Hacker News new | past | comments | ask | show | jobs | submit login

I understand why people use it but as a recipient I really hate voice messages. Here in Spain they are becoming more common too.

The problem is as the article mentions. Difficulty searching back, not being able to use Google translate (I'm still learning Spanish), and the time it takes to listen to them. Sending a voice message is faster than typing for the sender but much slower than reading for the recipient which makes it especially annoying in group chats where you end up forcing this extra time on all participants. For this reason I don't think it's very social.

And then there's the issue of listening to them in public, having to dig around for headphones if you don't want to bother your surroundings.

So in general if someone audio messages me I just ignore it until they type their message.

In most languages swipe typing is not a lot slower than talking anyway. And if people really want to talk they can use speech recognition.

I run all my chats through my own matrix server (with bridges) and I was actually thinking of making something that automatically tries to transcribe them. The problem though is that I speak 3 languages :)




> In most languages swipe typing is not a lot slower than talking anyway. And if people really want to talk they can use speech recognition.

Not really, I disagree with "not a lot slower". It is much slower and much more frustrating than talking when you have to redraw a word for the fifth time and the keyboard insists on "Chegamiknit" when you want to write "Champagne".

Anyway, it's not an all or nothing thing. Sometimes it's going to be faster, more convenient and appropriate to send an audio message for both parties because tone and articulation convey meaning that text does not. edit: and when you know the other party can act on it. Eg: they can listen and can't talk back but can write back, or the inverse and you have to send them text messages because they can't listen (rushing to catch a metro or to their car) but they can read and they can talk back but can't write fast enough (because rushing to catch a metro or to their car) (yeah, it happened :). So, use when appropriate ?

I also suspect voice messages have different usage across cultures and subcultures and group of peers and the context.

It's also a different way to be with the other person, sharing an audio space. Of course there are limits.


>is much slower and much more frustrating than talking when you have to redraw a word for the fifth time and the keyboard insists on "Chegamiknit" when you want to write "Champagne".

Dont use autocompletion then. You can abreviate or shorten some words too.

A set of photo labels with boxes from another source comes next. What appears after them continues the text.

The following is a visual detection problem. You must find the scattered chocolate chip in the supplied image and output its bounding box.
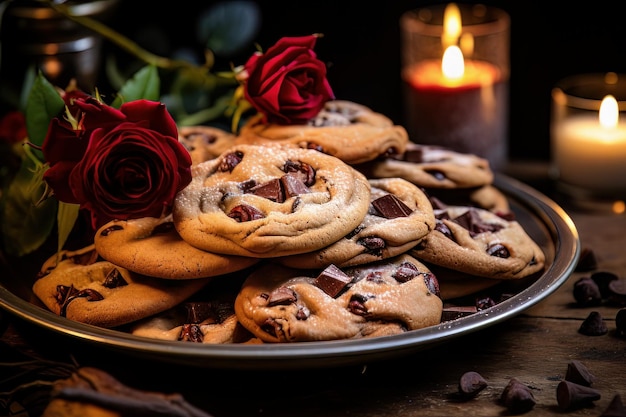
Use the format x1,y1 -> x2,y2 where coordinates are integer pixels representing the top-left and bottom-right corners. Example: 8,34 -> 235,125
424,169 -> 447,181
313,265 -> 352,298
228,204 -> 265,223
615,308 -> 626,337
591,271 -> 619,298
178,324 -> 204,343
372,194 -> 413,219
500,378 -> 536,414
573,277 -> 602,307
267,286 -> 298,307
399,145 -> 424,163
575,248 -> 598,272
296,306 -> 311,320
599,394 -> 626,417
459,371 -> 488,399
565,360 -> 595,387
556,381 -> 601,411
102,268 -> 128,288
441,305 -> 478,321
608,278 -> 626,306
476,296 -> 496,311
495,211 -> 516,222
578,311 -> 609,336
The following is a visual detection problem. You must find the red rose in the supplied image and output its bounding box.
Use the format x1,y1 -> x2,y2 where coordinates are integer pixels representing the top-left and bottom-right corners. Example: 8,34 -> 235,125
244,35 -> 334,124
43,99 -> 191,229
0,111 -> 28,145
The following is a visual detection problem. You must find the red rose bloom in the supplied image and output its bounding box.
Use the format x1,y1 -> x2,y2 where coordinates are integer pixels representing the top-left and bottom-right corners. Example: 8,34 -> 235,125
244,35 -> 334,124
43,98 -> 191,229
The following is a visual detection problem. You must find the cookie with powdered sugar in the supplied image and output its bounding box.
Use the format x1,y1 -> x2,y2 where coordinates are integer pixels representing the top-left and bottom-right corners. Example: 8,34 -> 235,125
235,254 -> 443,343
173,145 -> 370,258
236,100 -> 408,164
276,178 -> 435,268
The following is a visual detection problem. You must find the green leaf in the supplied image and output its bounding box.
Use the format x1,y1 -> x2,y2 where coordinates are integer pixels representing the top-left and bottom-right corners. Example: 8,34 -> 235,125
57,201 -> 80,255
24,72 -> 65,151
2,154 -> 57,256
111,65 -> 161,109
198,0 -> 261,55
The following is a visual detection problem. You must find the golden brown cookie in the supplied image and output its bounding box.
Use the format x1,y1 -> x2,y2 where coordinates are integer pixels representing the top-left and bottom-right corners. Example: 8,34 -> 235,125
410,206 -> 545,279
94,216 -> 259,279
357,142 -> 494,189
178,125 -> 236,164
173,145 -> 370,258
235,254 -> 443,342
276,178 -> 435,269
33,245 -> 208,328
236,100 -> 408,164
424,184 -> 514,217
130,302 -> 262,344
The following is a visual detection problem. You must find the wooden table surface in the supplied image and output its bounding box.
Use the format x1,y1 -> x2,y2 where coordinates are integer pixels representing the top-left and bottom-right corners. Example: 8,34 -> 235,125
0,162 -> 626,417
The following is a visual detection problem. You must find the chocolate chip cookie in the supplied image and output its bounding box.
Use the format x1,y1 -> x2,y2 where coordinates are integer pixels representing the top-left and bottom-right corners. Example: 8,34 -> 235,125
173,145 -> 370,258
410,206 -> 545,279
235,254 -> 443,342
94,215 -> 259,279
32,245 -> 210,328
236,100 -> 408,164
276,178 -> 435,268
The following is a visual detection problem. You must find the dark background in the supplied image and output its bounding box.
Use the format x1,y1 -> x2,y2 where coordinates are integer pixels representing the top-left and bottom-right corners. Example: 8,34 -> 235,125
5,0 -> 626,160
109,0 -> 626,163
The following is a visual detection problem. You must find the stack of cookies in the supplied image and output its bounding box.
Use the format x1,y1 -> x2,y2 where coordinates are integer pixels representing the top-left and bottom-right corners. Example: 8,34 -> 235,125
33,101 -> 545,343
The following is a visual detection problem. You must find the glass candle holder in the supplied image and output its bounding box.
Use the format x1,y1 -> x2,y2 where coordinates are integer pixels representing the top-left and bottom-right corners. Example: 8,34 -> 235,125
400,3 -> 510,170
550,72 -> 626,206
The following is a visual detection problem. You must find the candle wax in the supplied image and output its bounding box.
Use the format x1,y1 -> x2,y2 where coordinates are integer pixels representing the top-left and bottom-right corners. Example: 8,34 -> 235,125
553,114 -> 626,192
404,60 -> 508,170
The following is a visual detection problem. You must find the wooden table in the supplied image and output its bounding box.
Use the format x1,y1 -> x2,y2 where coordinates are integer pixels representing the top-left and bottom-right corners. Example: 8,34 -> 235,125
0,161 -> 626,417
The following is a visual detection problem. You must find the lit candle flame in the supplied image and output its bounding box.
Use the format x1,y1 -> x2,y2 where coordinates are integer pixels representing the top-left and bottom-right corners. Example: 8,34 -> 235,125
441,3 -> 461,49
600,94 -> 619,129
441,45 -> 465,80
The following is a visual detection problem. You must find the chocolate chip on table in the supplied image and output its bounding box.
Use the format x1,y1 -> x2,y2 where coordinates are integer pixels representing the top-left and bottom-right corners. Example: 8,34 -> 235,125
459,371 -> 488,399
573,277 -> 602,307
575,247 -> 598,272
591,271 -> 619,298
556,381 -> 601,411
565,360 -> 595,387
500,378 -> 537,414
313,265 -> 352,298
599,394 -> 626,417
608,278 -> 626,306
578,311 -> 609,336
441,305 -> 478,321
615,308 -> 626,337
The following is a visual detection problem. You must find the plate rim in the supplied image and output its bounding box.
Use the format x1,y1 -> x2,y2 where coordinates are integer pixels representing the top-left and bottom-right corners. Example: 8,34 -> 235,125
0,173 -> 581,370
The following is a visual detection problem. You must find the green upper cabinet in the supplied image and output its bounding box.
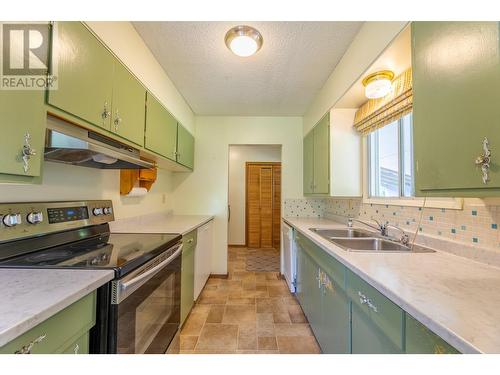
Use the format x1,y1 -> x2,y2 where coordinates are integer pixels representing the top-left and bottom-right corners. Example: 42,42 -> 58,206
303,112 -> 330,195
406,314 -> 459,354
412,22 -> 500,197
47,22 -> 114,130
111,60 -> 146,146
0,79 -> 46,183
177,123 -> 194,169
144,92 -> 177,161
303,130 -> 314,195
313,112 -> 330,194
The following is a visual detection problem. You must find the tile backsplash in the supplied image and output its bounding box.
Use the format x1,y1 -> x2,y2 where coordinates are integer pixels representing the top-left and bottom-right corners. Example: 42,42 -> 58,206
284,198 -> 500,252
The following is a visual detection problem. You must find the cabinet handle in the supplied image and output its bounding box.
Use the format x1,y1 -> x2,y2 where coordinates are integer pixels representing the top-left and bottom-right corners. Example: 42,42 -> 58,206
101,102 -> 111,120
113,110 -> 122,132
358,290 -> 378,312
14,333 -> 47,354
22,132 -> 36,173
476,137 -> 491,185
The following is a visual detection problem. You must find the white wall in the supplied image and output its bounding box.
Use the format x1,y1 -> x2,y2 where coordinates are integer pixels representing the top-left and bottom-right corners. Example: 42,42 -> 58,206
85,21 -> 195,134
228,145 -> 281,245
0,162 -> 172,218
304,22 -> 408,134
172,116 -> 302,274
0,22 -> 195,218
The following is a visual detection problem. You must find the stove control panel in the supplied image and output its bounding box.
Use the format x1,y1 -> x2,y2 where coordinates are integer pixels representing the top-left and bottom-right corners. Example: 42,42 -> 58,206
0,200 -> 114,243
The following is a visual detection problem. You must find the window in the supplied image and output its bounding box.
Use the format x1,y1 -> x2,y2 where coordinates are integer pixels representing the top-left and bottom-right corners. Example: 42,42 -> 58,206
368,113 -> 415,197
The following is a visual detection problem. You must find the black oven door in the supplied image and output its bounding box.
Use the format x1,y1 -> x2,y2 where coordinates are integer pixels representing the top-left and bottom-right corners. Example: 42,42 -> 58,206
108,244 -> 182,354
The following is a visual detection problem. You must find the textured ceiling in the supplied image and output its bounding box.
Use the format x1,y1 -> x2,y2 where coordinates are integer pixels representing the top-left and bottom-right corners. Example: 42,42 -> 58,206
133,22 -> 362,116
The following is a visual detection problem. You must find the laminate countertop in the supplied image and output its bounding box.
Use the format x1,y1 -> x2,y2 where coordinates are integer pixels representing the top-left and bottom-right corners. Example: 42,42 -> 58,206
0,268 -> 114,347
109,213 -> 214,235
284,218 -> 500,353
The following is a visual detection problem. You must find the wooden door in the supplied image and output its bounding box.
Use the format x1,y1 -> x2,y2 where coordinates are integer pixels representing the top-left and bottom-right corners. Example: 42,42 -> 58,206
246,163 -> 281,249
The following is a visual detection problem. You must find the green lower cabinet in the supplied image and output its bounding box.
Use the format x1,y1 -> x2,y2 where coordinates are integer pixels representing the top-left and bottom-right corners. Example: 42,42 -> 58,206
181,230 -> 197,325
61,332 -> 90,354
0,291 -> 96,354
406,314 -> 460,354
176,123 -> 194,169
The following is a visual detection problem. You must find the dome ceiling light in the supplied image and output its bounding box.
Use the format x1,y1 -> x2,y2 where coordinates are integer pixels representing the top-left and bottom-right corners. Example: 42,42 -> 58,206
224,25 -> 264,57
363,70 -> 394,99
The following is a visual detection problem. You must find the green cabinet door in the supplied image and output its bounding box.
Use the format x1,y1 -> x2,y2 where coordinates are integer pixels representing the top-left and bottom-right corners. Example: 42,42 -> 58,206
177,123 -> 194,169
347,271 -> 405,354
0,291 -> 97,354
313,113 -> 330,194
303,130 -> 314,195
111,60 -> 146,146
47,22 -> 114,130
412,22 -> 500,197
406,314 -> 459,354
181,230 -> 197,325
144,92 -> 177,161
0,90 -> 46,182
351,302 -> 402,354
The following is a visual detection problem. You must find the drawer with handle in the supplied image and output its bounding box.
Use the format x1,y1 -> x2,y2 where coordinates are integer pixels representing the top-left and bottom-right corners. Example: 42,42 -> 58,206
347,270 -> 405,349
0,291 -> 96,354
295,231 -> 346,289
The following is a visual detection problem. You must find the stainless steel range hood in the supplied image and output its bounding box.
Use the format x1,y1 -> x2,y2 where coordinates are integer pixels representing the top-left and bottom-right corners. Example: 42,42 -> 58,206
45,117 -> 155,169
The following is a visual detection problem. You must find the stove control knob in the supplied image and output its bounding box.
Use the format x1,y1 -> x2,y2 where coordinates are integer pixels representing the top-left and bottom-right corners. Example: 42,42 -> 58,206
26,212 -> 43,224
2,214 -> 22,227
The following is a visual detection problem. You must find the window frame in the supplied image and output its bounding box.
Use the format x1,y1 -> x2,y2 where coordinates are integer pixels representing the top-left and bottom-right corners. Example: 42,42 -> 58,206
361,113 -> 464,210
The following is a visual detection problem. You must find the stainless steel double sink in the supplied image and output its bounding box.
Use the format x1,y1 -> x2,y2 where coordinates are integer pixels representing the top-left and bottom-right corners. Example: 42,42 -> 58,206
310,228 -> 435,253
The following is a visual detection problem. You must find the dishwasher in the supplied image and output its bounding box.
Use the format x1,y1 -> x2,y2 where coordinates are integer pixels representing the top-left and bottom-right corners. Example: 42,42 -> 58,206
281,222 -> 297,293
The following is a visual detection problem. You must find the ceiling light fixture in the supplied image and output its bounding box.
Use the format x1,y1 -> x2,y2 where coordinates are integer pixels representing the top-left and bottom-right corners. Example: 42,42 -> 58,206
224,25 -> 264,57
363,70 -> 394,99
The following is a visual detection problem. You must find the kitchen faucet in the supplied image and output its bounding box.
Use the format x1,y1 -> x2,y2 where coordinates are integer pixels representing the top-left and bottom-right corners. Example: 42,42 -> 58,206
347,217 -> 410,246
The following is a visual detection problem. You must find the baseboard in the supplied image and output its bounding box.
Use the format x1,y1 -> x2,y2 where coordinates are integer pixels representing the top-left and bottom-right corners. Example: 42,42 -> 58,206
210,273 -> 229,279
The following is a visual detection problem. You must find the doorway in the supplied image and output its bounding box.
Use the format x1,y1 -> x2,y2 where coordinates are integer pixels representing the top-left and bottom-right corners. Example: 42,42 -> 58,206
245,162 -> 281,250
228,145 -> 282,272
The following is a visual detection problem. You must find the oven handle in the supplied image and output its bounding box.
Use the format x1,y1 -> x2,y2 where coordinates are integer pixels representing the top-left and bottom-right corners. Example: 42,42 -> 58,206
120,244 -> 183,293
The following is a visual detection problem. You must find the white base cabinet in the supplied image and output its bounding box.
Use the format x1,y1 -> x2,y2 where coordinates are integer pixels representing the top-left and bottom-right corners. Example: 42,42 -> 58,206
194,220 -> 213,300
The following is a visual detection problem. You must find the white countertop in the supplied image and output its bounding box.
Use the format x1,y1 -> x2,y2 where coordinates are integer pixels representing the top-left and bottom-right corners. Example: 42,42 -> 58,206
284,218 -> 500,353
109,212 -> 214,235
0,269 -> 114,347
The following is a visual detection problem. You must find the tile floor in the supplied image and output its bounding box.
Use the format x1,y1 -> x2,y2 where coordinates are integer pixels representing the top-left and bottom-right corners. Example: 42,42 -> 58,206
180,248 -> 320,354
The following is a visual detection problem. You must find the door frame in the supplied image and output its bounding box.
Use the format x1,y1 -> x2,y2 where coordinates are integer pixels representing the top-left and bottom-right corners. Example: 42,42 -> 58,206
245,161 -> 283,247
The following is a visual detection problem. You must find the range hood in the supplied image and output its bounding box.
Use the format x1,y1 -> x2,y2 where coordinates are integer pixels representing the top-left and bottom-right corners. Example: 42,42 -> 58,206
45,116 -> 155,169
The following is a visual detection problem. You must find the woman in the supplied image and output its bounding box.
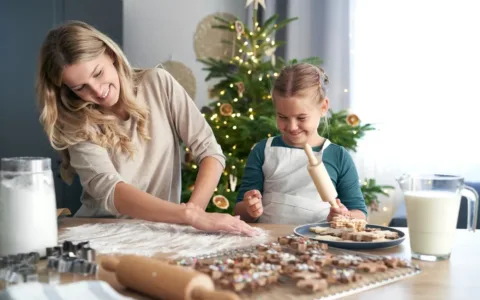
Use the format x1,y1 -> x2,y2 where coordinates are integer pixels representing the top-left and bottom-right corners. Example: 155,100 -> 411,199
37,21 -> 254,234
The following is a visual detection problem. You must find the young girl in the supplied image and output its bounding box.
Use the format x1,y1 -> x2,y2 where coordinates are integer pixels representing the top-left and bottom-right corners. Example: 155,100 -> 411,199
235,63 -> 367,224
37,22 -> 254,234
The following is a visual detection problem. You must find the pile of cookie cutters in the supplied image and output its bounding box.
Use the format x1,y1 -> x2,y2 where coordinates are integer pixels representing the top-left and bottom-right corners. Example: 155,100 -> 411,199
0,241 -> 98,285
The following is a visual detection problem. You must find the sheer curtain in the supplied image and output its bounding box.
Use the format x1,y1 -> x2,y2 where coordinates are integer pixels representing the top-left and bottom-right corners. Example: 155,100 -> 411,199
350,0 -> 480,213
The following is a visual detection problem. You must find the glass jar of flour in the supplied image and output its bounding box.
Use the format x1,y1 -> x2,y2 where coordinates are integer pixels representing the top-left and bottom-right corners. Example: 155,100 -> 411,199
0,157 -> 58,257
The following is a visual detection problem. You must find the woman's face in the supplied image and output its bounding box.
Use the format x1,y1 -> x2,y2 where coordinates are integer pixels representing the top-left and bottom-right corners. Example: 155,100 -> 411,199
62,53 -> 120,108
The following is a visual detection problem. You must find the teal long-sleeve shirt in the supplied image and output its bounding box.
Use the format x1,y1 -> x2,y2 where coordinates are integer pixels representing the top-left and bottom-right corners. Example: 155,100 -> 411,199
237,136 -> 367,215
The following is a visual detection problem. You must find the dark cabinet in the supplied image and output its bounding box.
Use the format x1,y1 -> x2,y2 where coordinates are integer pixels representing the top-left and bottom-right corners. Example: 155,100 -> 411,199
0,0 -> 123,212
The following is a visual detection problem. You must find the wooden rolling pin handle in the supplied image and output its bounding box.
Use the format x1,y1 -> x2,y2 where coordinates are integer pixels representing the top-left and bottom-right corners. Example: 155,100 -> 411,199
191,288 -> 240,300
101,257 -> 120,273
330,199 -> 338,208
303,144 -> 318,166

Champgn and so on.


> Dont use autocompletion then.

That just negates the swipe typing argument from parent for text not being much slower than talking.


> don't want to bother your surroundings

all apps with voice messages I happened to use support playback through voice speaker, if you put the phone to the ear as if you were just speaking with someone

but I don't really remember how I discovered that and it seems that majority of users don't even know about this feature


Depending on how loud that speaker is, people around you would still be able to hear it, even if its up to your ear. Years ago when I used public transport more, it was almost daily that I'd be able to listen in on peoples phone conversations because of how loud their speaker was even when not using the speakerphone setting.


On my Android (not even particularly recent) the phone earpiece speaker responds to the volume buttons when I'm in a phone call or use it to join a discord (group) voice chat. The latter works very well with voice activation, unless I'm in a loud place, in which case the incompletely filtered background noise causes intelligibility problems when talking over another.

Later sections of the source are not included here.